Dalam 10 tahun pertamanya berkuasa, Tunisia mengalami pertumbuhan ekonomi sebagai hasil dari restrukturisasi ekonomi yang meluas yang didukung oleh lembaga-lembaga internasional.
Tetapi ekspansi itu membuka jalan bagi korupsi, di mana kerabat Ben Ali dipandang sebagai penerima manfaat yang paling menonjol.

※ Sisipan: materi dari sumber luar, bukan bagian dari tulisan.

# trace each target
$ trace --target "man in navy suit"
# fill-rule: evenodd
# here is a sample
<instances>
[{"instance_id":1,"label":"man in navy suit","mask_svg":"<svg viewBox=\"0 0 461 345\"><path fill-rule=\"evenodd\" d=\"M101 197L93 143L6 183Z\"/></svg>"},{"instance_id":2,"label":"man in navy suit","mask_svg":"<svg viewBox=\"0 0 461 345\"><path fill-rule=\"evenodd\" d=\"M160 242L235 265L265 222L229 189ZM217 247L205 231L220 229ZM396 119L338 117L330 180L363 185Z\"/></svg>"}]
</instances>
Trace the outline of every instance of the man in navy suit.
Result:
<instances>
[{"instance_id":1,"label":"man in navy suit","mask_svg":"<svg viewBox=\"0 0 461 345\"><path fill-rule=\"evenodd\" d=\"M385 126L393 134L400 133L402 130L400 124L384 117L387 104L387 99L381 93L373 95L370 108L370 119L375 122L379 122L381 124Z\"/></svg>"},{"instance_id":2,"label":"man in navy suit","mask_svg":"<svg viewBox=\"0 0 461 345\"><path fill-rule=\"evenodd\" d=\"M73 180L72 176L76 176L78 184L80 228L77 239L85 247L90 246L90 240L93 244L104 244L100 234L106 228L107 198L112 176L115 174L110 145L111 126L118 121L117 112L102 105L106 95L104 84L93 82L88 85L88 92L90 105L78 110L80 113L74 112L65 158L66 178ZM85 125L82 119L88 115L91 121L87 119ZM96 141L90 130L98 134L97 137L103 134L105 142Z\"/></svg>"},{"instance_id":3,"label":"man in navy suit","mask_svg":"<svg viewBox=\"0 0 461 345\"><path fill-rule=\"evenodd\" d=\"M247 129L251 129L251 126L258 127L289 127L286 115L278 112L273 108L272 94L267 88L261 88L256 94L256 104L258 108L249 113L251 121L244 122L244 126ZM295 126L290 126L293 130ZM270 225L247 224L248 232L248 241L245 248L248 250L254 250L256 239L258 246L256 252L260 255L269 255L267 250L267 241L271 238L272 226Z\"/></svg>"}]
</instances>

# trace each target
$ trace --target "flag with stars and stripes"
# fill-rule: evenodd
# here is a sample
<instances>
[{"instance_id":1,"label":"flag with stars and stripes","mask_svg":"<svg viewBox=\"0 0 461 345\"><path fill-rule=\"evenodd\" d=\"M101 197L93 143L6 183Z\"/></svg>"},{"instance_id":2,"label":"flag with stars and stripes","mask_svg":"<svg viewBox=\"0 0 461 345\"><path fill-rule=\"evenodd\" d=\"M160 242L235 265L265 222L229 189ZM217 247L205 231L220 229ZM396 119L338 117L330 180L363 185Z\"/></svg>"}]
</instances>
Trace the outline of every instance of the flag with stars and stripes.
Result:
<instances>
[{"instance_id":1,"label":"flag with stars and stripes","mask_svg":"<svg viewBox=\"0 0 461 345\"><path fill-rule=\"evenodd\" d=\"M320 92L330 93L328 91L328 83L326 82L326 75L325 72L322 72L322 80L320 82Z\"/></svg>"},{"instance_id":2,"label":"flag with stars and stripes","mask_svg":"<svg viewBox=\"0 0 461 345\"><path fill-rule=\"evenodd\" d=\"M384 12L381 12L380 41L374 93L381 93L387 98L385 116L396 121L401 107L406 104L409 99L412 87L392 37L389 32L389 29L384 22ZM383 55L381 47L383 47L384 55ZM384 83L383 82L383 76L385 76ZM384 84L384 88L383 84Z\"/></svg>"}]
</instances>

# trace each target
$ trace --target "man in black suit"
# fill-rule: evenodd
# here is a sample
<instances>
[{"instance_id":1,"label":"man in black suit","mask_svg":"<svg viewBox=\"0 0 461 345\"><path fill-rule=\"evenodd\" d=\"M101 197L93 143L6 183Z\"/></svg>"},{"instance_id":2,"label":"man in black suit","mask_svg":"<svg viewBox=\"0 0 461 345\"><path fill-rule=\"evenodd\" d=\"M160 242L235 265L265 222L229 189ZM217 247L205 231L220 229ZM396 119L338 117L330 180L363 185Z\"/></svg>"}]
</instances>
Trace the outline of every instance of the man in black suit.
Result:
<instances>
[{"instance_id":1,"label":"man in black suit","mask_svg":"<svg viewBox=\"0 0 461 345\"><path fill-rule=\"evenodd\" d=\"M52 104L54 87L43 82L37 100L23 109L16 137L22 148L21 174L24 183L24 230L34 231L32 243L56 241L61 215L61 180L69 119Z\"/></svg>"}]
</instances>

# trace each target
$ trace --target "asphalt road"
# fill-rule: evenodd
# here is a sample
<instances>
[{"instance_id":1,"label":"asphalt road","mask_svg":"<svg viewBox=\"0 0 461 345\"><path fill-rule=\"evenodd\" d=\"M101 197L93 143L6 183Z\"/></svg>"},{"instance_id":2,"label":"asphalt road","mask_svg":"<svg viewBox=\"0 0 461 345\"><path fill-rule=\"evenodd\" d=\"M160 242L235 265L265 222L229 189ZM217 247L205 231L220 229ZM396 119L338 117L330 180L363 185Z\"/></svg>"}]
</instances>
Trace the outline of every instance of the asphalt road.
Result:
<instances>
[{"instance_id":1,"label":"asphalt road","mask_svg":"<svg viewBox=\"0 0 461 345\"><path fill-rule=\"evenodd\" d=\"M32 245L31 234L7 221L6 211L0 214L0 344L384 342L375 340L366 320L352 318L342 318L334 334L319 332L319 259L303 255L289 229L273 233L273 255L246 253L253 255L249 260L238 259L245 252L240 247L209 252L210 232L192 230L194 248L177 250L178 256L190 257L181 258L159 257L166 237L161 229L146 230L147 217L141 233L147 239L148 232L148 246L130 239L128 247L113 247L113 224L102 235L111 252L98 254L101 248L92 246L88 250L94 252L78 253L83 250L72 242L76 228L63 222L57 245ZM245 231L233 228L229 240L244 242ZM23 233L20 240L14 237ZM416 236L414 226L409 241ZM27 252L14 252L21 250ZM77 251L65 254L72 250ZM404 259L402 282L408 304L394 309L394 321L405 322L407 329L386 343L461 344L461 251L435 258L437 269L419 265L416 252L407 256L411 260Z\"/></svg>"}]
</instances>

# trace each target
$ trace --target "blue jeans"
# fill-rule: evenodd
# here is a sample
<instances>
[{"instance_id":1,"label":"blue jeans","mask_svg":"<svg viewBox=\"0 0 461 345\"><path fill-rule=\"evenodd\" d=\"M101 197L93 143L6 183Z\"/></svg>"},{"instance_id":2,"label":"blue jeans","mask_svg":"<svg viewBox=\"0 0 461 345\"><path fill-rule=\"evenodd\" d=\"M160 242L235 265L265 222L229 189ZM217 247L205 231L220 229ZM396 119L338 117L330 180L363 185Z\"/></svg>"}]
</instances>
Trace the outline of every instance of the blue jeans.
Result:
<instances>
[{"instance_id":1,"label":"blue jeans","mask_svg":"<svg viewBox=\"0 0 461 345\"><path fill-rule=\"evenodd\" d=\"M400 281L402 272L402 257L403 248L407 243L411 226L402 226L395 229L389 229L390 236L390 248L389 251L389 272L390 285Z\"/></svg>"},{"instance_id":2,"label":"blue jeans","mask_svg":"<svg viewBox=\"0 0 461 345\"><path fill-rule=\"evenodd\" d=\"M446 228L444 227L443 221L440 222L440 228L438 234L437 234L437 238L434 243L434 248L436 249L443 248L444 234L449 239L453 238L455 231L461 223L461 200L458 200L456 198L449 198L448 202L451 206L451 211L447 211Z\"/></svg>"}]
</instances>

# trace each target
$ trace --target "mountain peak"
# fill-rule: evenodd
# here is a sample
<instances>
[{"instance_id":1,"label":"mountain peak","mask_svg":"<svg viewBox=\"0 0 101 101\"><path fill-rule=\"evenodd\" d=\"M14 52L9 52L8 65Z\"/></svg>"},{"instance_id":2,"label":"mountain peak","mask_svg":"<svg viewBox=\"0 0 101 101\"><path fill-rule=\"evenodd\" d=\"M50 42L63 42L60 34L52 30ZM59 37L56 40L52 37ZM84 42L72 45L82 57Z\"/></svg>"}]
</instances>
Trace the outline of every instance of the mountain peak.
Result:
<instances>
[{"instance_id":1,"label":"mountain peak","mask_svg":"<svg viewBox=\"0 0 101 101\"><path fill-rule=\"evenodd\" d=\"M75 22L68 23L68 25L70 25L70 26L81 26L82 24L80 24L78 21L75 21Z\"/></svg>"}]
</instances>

Istrinya, Trabelsi, telah bekerja sebagai penata rambut ketika dia bertemu dengannya, dan dia melahirkan putri pertama mereka ketika dia masih menikah dengan orang lain. Dia menikahi Trabelsi setelah berkuasa, dan dia menjadi dibenci banyak warga Tunisia karena gaya hidupnya yang mewah dan promosi kerabatnya.
Reformasi demokrasi yang dijanjikan oleh Ben Ali tidak pernah terjadi. Dia menyelenggarakan pemilihan presiden pertama Tunisia pada tahun 1999 dan dia menang dengan mudah, dengan lebih dari 99 persen suara.
Tiga tahun kemudian, dia mengadakan referendum yang memungkinkan dia untuk menjalani masa jabatan keempat, sampai akhirnya menghilangkan batasan jangka waktu presiden sama sekali.
Pemerintahannya menghadapi ancaman yang tidak terduga pada tahun 2010, ketika Bouazizi, seorang tukang sayur yang tidak dikenal di kota miskin Tunisia, membakar dirinya setelah konfrontasi dengan polisi. Pemakaman tukang sayur tumbuh menjadi serangkaian protes antipemerintah Tunisia yang mengejar Zine El Ebidine Ben Ali ke pengasingan pada Januari 2011.